Ein Angebot der NOZ
Ein Artikel der Redaktion

Neujahresempfang der Diakonie 160 Gäste in Delmenhorster Stadtkirche

Von Alexander Schnackenburg | 15.01.2016, 19:20 Uhr

Mit einem Vortrag über obdachlose Frauen hielt das Diakonische Werk Delmenhorst/Oldenburger-Land seinen traditionellen Neujahresempfang ab.

Obdachlose Frauen hielten sich üblicherweise versteckt, sagt Andrea Hniopek, Abteilungsleiterin Existenzsicherung des Caritasverbands Hamburg. Um ihnen überhaupt helfen zu können, müsse man sie daher anlocken: beispielsweise durch frauenspezifische Beratungsangebote oder auch durch Räume in öffentlichen Einrichtungen, die allein für Frauen bestimmt seien. Weil sich das Diakonische Werk Delmenhorst/Oldenburger-Land traditionell zum Jahreswechsel Themen zuwende, die wichtig, nicht aber in aller Munde seien, so Geschäftsführer Franz-Josef Franke, hatte die Diakonie Andrea Hniopek für den gestrigen Neujahrsempfang in der Stadtkirche zum Vortrag eingeladen. (Weiterlesen: Neues Möbellager für Bedürftige öffnet in Delmenhorst)
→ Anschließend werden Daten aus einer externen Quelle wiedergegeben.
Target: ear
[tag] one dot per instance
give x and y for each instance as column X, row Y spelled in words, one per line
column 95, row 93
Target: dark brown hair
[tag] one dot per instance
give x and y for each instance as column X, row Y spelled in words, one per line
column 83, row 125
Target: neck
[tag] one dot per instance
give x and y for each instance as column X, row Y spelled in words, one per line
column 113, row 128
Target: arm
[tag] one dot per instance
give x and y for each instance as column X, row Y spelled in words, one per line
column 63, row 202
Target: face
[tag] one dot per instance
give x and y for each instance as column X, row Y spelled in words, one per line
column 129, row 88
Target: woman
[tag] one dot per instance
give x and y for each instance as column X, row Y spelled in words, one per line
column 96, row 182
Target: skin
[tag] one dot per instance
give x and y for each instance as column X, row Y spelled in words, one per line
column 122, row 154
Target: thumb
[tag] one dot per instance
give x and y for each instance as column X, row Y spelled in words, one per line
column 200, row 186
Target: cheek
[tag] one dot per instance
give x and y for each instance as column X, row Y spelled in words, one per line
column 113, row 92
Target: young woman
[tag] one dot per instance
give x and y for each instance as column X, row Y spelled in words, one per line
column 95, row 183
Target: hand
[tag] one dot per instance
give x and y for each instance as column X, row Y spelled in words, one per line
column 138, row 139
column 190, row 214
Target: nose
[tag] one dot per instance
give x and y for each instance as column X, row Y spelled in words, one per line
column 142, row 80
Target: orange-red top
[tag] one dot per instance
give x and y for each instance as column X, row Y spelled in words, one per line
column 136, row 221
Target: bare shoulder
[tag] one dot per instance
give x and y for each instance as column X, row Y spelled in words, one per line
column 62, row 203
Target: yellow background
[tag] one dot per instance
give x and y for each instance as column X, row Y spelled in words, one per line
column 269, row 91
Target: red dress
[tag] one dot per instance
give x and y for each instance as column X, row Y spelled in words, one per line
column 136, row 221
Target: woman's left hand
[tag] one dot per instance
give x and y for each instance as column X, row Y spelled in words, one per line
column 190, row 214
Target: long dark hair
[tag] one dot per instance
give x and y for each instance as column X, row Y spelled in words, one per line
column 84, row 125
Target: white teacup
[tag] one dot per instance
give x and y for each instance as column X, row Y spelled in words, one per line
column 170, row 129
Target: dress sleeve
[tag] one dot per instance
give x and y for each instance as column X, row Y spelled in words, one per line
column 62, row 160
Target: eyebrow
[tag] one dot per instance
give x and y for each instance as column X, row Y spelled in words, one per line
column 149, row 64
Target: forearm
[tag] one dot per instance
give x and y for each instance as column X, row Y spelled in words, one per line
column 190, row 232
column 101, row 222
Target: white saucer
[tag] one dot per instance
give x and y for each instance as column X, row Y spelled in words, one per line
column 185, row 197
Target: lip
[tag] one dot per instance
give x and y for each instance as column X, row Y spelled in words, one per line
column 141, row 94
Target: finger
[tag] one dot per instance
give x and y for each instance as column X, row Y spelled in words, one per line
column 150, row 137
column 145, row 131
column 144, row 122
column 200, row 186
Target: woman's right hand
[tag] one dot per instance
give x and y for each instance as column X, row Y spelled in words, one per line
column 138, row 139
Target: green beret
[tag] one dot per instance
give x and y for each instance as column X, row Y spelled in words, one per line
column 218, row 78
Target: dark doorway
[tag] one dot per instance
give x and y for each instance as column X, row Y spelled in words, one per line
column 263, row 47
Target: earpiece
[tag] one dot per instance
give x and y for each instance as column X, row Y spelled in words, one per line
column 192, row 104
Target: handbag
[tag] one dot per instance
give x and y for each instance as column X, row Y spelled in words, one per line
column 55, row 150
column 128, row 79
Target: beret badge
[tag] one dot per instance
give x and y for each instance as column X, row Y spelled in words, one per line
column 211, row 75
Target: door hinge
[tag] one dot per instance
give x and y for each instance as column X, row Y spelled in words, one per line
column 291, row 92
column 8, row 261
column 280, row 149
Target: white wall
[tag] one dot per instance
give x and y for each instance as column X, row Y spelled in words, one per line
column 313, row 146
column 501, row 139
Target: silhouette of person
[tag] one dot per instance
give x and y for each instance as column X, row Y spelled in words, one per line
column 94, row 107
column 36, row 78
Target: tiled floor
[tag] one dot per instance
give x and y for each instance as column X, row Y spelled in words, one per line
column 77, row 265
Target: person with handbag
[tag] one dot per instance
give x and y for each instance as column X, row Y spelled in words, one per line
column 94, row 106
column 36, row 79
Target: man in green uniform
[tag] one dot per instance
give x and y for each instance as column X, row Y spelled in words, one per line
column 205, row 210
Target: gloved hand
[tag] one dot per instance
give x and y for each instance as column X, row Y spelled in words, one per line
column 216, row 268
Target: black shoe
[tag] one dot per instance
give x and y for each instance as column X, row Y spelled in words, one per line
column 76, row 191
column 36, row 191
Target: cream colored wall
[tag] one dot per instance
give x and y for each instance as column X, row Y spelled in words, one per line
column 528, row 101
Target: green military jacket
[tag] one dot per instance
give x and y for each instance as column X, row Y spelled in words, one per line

Referentin spricht über obdachlose Frauen

Etwa 160 Gäste waren erschienen. Oberbürgermeister Axel Jahnz, die stellvertretende Landrätin des Landkreises Oldenburg, Christel Zießler und Bertram Althausen, Kreispfarrer des Evangelisch-Lutherischen Kirchenkreises Delmenhorst/Oldenburg-Land hielten die Grußworte. Hniopek erklärte, dass sie, kaum in Delmenhorst angekommen, auch schon eine Frau erblickt habe, welche im Müll gewühlt habe. Das Thema ihres Vortrags „Obdachlose Frauen – Anforderungen an ein geschlechterspezifisches Hilfesystem“, so die Referentin, scheine also keinesfalls allein andere Städte und Gemeinden zu betreffen. (Weiterlesen: Delmenhorster Klassenraum wird zur Kleiderkammer)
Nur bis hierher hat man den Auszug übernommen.